Reflections on the readings for the Feast of St. James (July 25, 2018): 2 COR 4:7-15; PS 126:1-2,2-3,3-5,6; MT 20:20-28
MISSIO offers “Preaching Mission,” as a homily help, providing connections to mission from the readings of Sundays, Feast Days and Holy Days.
On this day we celebrate the feast of St. James, an Apostle and the brother of St. John. We first meet him when Jesus calls James and John to leave their fishing nets behind and to follow Him.
They do and, along with St. Peter, become especially close to our Lord and are with Him for several momentous occasions. Perhaps the most notable being when Christ asked them to pray in the Garden after the Last Supper before He was betrayed by another Apostle, then arrested and taken away to be tortured and crucified. While Jesus recognized the faults of the two brothers, even nicknaming them the sons of thunder, He also knew their great worth.

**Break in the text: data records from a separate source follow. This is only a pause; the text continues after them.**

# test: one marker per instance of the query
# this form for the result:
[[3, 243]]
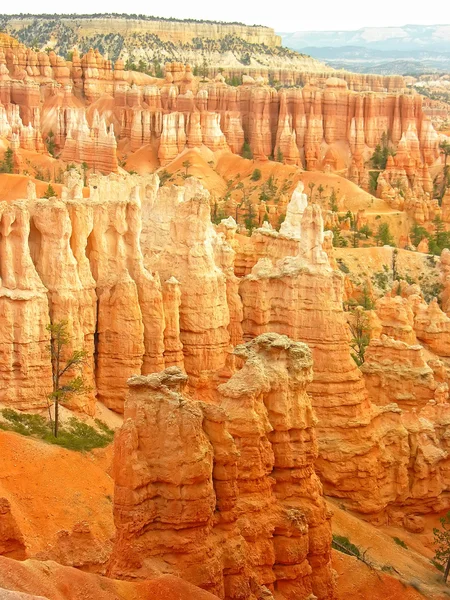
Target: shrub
[[76, 435], [247, 151], [343, 544], [383, 235], [7, 164]]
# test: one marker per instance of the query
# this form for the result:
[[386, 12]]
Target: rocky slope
[[149, 42]]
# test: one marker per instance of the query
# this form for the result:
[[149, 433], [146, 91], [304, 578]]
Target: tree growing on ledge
[[49, 192], [59, 340], [384, 236], [442, 545]]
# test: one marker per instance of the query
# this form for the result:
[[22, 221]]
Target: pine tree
[[442, 544]]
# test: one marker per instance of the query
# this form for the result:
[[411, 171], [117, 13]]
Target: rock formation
[[225, 495], [331, 123]]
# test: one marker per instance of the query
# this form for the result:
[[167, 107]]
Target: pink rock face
[[211, 510], [25, 371], [330, 123]]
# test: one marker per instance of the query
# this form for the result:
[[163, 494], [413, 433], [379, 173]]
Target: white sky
[[285, 16]]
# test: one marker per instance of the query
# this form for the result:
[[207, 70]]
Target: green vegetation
[[76, 435], [247, 151], [62, 367], [400, 542], [343, 544], [333, 201], [338, 240], [49, 192], [381, 153], [373, 181], [187, 165], [360, 331], [442, 544]]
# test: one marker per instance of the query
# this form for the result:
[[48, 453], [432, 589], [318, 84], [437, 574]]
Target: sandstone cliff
[[231, 500]]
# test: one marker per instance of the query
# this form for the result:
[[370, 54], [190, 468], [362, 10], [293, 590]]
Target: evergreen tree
[[442, 544], [7, 164], [383, 236]]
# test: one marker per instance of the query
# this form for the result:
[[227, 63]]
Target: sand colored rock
[[396, 372], [330, 123], [279, 540], [183, 247], [25, 370]]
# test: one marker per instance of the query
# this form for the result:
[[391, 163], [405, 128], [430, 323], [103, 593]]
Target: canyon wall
[[225, 495], [146, 282], [166, 30]]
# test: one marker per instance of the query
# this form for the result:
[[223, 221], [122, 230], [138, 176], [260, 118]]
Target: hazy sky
[[282, 16]]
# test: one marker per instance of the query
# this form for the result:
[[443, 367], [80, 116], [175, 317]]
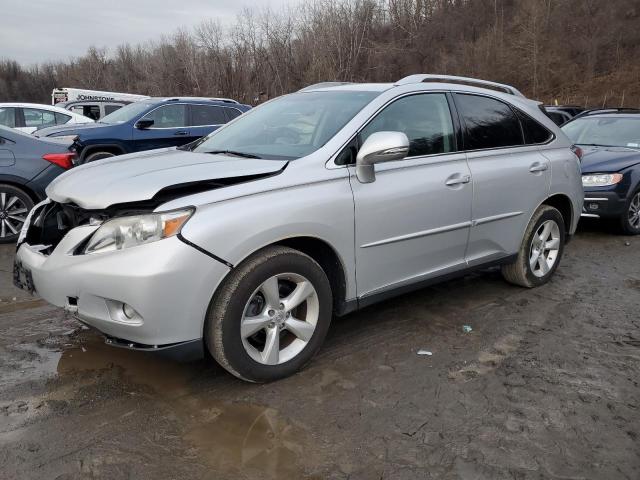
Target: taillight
[[578, 151], [64, 160]]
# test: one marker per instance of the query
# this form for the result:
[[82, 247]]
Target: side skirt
[[357, 304]]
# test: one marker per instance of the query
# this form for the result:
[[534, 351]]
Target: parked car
[[27, 166], [610, 140], [313, 204], [29, 117], [561, 114], [149, 124]]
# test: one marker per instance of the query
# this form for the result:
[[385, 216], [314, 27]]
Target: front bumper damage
[[167, 283]]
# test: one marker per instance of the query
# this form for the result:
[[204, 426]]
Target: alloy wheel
[[544, 248], [13, 214], [634, 211], [280, 318]]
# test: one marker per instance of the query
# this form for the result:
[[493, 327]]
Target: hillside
[[576, 51]]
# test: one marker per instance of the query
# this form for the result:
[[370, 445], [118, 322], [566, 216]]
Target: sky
[[36, 31]]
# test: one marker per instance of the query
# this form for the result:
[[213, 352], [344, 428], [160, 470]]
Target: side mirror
[[143, 124], [379, 147]]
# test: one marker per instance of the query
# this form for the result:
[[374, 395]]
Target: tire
[[630, 219], [521, 272], [235, 312], [15, 204], [92, 157]]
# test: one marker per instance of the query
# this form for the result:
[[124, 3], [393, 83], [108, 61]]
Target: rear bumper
[[603, 204], [168, 283]]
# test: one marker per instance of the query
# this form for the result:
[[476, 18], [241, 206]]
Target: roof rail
[[427, 77], [323, 85], [595, 111], [226, 100]]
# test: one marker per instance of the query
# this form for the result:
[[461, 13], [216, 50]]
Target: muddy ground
[[545, 386]]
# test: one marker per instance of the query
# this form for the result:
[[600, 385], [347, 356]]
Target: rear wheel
[[270, 316], [15, 204], [540, 251], [92, 157], [630, 219]]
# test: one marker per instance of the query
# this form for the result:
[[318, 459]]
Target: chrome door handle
[[538, 167], [457, 179]]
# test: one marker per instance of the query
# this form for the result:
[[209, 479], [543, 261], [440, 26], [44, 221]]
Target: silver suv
[[315, 204]]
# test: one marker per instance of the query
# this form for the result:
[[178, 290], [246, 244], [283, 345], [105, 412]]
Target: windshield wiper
[[234, 153]]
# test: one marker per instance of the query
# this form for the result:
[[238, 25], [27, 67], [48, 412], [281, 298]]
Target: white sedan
[[29, 117]]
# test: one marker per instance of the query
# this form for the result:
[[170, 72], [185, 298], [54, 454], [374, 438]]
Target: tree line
[[575, 51]]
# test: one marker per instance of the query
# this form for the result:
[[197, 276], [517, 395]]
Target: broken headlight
[[124, 232]]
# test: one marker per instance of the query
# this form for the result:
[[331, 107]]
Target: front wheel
[[15, 204], [630, 219], [540, 251], [270, 316]]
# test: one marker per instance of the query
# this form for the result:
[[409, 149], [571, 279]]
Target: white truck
[[94, 104]]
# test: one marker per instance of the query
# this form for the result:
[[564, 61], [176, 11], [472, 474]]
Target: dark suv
[[610, 141], [149, 124]]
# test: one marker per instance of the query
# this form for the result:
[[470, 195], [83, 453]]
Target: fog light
[[128, 311]]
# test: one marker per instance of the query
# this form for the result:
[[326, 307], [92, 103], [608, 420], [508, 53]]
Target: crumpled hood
[[608, 159], [140, 176]]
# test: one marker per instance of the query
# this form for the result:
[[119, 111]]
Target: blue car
[[148, 124], [610, 144]]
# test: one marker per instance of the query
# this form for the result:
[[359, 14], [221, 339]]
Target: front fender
[[236, 228]]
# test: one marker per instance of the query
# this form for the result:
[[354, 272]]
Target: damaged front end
[[51, 220]]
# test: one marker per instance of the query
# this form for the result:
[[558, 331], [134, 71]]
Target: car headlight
[[124, 232], [601, 179]]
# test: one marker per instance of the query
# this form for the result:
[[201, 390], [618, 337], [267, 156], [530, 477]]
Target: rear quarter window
[[534, 132], [488, 122]]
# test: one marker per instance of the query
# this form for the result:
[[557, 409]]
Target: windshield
[[126, 113], [605, 131], [289, 127]]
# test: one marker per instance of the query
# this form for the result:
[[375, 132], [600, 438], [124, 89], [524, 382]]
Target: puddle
[[229, 437], [22, 305], [167, 377], [241, 437]]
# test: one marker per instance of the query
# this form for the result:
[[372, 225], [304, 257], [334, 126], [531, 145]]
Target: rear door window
[[168, 116], [203, 115], [34, 117], [489, 123], [424, 118], [8, 116]]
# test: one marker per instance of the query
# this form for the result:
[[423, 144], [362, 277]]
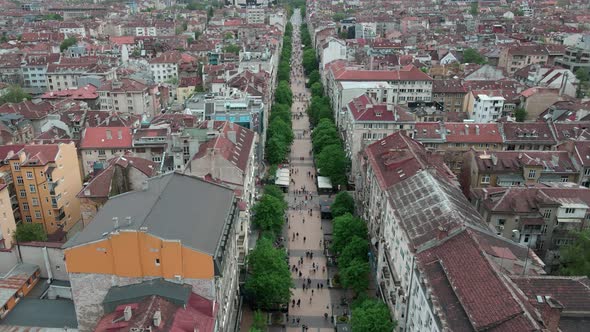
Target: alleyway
[[305, 233]]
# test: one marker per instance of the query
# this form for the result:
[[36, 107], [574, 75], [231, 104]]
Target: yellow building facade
[[47, 179]]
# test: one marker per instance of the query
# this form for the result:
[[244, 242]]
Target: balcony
[[60, 216]]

The martyrdom of James, called the Greater, at the behest of King Herod is mentioned in the Acts of the Apostles. He is generally considered the first of the Twelve to lay down His life for his belief in Christ. Writing to early followers of our Lord, St. Paul described the way every Apostle experienced great hardship in going about the great mission of communicating the Good News: “We are…persecuted, but not abandoned; struck down, but not destroyed.… For we who live are constantly being given up to death for the sake of Jesus, so that the life of Jesus may be manifested in our mortal flesh” (2 Corinthians 4:8-9, 11). Now, we must be willing to open ourselves to Christ, letting Him manifest Himself in us, too.